China aside, the harvest is at hand in the Delta, and the crop is still growing in West Texas. The October crop estimate may be down a shade, but I continue to believe the final outturn will be larger. This report has not had nearly the price response as the one in September, but we have had three two- cent moves in the past ten years, one up, two down. Yields have increased four times, decreased the same number, and come in exactly unchanged twice.

Regardless of history, last month presented us with almost ideal weather across the belt. When we saw the crops in early July, it was obvious what an early cold snap could do. But that hasn't happened. Weather conditions in September have been as close to perfect as possible, a plant breeder's delight.
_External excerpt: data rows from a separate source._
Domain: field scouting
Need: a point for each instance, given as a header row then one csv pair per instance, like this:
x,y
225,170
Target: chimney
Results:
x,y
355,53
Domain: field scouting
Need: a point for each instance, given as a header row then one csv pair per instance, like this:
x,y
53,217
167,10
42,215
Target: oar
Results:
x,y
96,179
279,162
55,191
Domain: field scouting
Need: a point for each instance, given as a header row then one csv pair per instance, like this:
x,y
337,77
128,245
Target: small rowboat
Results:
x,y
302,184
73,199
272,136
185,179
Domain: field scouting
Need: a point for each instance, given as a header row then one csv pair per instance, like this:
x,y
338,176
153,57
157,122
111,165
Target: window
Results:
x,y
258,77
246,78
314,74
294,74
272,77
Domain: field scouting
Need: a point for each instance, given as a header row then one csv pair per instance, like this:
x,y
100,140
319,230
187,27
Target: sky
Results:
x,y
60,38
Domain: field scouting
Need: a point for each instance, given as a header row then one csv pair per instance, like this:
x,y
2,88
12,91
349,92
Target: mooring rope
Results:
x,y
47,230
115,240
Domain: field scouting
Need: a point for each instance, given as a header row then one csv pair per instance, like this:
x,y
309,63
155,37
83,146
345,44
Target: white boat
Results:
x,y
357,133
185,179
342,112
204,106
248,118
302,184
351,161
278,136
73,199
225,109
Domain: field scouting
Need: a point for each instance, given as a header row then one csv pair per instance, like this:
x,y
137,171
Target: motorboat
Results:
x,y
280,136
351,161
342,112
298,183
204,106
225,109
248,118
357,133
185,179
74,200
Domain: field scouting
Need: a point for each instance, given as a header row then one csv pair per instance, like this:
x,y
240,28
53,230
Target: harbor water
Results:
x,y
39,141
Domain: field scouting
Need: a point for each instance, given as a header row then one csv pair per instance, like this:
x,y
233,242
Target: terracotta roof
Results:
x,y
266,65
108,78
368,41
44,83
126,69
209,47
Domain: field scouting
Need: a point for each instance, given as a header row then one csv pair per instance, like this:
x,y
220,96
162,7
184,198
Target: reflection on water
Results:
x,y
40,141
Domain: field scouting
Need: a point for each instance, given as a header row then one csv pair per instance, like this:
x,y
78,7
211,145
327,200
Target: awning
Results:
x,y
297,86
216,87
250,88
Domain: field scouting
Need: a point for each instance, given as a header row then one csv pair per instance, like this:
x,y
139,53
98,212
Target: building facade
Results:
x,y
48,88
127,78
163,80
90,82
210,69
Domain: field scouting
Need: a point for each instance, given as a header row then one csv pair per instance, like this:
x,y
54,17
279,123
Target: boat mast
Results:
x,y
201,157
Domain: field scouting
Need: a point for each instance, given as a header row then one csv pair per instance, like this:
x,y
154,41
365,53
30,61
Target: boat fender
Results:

Greenwood had an average high of 88 degrees, a low of 64 degrees, an average 1 degree above normal, with rainfall 67% of normal. Lubbock enjoyed an average high of 86 degrees, a low of 63 degrees, 2 degrees above normal, with rainfall 98% of normal. Albany, Georgia had a high of 90 degrees, a low of 68 degrees, 1 degree above normal, with rainfall 72% of normal, Lubbock had a spell of temperatures at the end of September and the beginning of October with highs 12 degrees above normal, just what the late cotton needs. The potential for a larger crop rests out there, and it is a real one.
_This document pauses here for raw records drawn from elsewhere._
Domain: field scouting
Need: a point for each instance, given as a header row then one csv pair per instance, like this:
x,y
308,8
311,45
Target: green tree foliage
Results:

Hurricane watchers have been terribly frustrated. There has been only one named storm in the Atlantic and Gulf regions for the past two months, the first time that has happened since 1929. And, for another vital fact, if no storm crosses the Texas Gulf coast this season, that will make nine clean years in a row, breaking a record that goes back before the beginning of the century.
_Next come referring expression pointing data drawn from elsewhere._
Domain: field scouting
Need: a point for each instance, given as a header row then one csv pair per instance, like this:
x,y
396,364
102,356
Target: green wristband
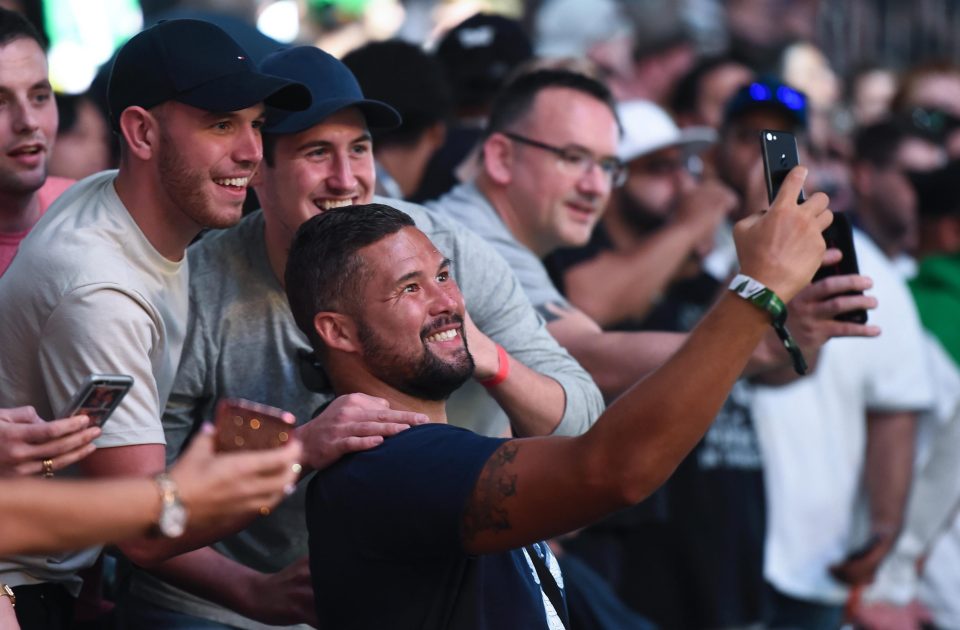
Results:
x,y
760,296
It's poetic justice that the highs for this market in March were made on the threat of an Australian cyclone, one last false note which rang in the beginning of this bear market. We've been labeling this a trading range affair for a long time, but it deserves another name now. Prices have been going down for almost six months, values losing 10%. That's enough to call it a bear market.

On another scale, the front futures contract has had a floor at 700 since the end of June, 1996. Since then, over 90% of the weekly closes have been between 700 and 760. That came to an end this week, with October closing at 6938. Prices are slowly digging into lower territory, and I don't think it would be normal for this trend to stop at this time of the year. As we see it, you should expect more of the same for awhile.

The one bearish feature that few could have foreseen back in March was China's new cotton policy. That is far and away the most significant piece of news we have had to deal with. If you add that together with good crops around the world, it seems to defy both logic and gravity to suggest that prices can reverse themselves at this time.